Il Città di Gragnano si ritrova ancora una volta in bilico tra il futuro incerto e la sparizione. Quest’anno, però, sembrerebbe che la seconda ipotesi sia quella maggiormente percorribile. Un silenzio rumoroso attorno al club che fu della famiglia Martone. Un tentativo di ricomporre i pezzi dopo la disastrosa gestione dello scorso anno, tra Battiloro che a metà anno se n’è andato a Formia, la breve parentesi Ilaria Sonnino e poi il più assordante silenzio.
A inizio estate l’annuncio di Mauro Adiletta come direttore sportivo dei pastai, poi il nulla. Sembrerebbe, secondo quanto raccolto dai colleghi di Metropolis, che il futuro del titolo del Gragnano sia lontano dalla città della pasta. In questo senso, i rumors vorrebbero una doppia pista, quella che porterebbe a Sant’Anastasia e quella che invece vorrebbe un interesse della Sarnese e della presidente Maria Adiletta, per il ritorno in Eccellenza.
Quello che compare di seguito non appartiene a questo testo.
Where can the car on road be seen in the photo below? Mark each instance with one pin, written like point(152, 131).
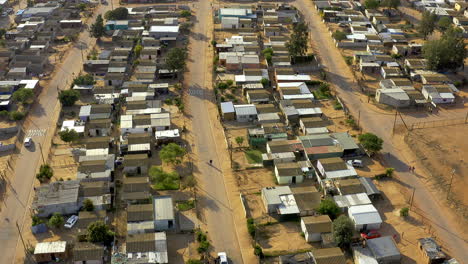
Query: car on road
point(71, 221)
point(370, 234)
point(27, 142)
point(356, 163)
point(222, 258)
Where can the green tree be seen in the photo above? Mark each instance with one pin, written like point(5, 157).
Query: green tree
point(446, 53)
point(172, 153)
point(69, 135)
point(45, 173)
point(298, 41)
point(68, 97)
point(88, 205)
point(23, 96)
point(56, 220)
point(444, 23)
point(162, 179)
point(137, 50)
point(239, 140)
point(99, 232)
point(343, 229)
point(185, 13)
point(339, 35)
point(176, 59)
point(370, 142)
point(391, 3)
point(371, 4)
point(329, 207)
point(97, 29)
point(119, 13)
point(427, 24)
point(86, 79)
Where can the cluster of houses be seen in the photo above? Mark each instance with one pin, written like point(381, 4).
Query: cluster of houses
point(383, 51)
point(132, 96)
point(25, 52)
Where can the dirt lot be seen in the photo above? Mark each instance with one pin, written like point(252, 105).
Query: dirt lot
point(442, 150)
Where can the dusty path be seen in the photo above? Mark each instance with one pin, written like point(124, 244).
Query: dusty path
point(381, 123)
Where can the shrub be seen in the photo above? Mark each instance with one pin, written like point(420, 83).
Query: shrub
point(404, 212)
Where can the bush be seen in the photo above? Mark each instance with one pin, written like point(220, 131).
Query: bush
point(251, 227)
point(69, 135)
point(56, 220)
point(258, 251)
point(45, 173)
point(404, 212)
point(69, 97)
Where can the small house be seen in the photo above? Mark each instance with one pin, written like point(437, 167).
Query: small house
point(431, 251)
point(365, 217)
point(147, 248)
point(163, 213)
point(314, 226)
point(328, 255)
point(50, 251)
point(135, 164)
point(88, 253)
point(246, 113)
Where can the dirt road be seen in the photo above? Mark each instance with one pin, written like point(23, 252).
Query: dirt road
point(381, 123)
point(42, 117)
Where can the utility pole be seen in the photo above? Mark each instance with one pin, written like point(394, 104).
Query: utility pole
point(42, 154)
point(450, 184)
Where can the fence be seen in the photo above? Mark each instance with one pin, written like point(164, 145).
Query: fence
point(438, 123)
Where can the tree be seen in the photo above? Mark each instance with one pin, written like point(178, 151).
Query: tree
point(172, 153)
point(99, 232)
point(343, 229)
point(446, 53)
point(68, 97)
point(175, 59)
point(24, 96)
point(370, 142)
point(444, 23)
point(86, 79)
point(56, 220)
point(391, 3)
point(97, 29)
point(298, 41)
point(329, 207)
point(88, 205)
point(239, 140)
point(119, 13)
point(69, 135)
point(371, 4)
point(185, 13)
point(165, 180)
point(339, 35)
point(45, 173)
point(137, 50)
point(427, 24)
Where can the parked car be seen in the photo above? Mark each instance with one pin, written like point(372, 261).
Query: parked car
point(27, 142)
point(71, 221)
point(370, 234)
point(356, 163)
point(222, 258)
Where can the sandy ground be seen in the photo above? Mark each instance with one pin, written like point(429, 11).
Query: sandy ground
point(442, 150)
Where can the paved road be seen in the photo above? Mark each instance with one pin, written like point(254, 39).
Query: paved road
point(41, 118)
point(213, 195)
point(381, 124)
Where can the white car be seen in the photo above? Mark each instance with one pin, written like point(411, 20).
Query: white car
point(356, 163)
point(27, 142)
point(222, 258)
point(71, 221)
Pista che al momento sarebbero contornate da ostacoli, economici s’intende, perchè sul titolo del Gragnano ci sarebbero dei debiti che nessuna delle due società vorrebbe accollarsi.
Per quel che riguarda lo Stasia, Giuseppe Di Marzo, numero uno dei gialloblù, avrebbe confermato l’interesse, ma senza sbilanciarsi. Dall’altra parte si ipotizzerebbe uno scambio con il Gragnano destinato a spostarsi in Promozione e la Sarnese ritornare in grande stile nel massimo palcoscenico regionale.
Ad oggi, però, non ci sarebbero molti spunti per capire quale effettivamente sarà il futuro del calcio nella città della pasta.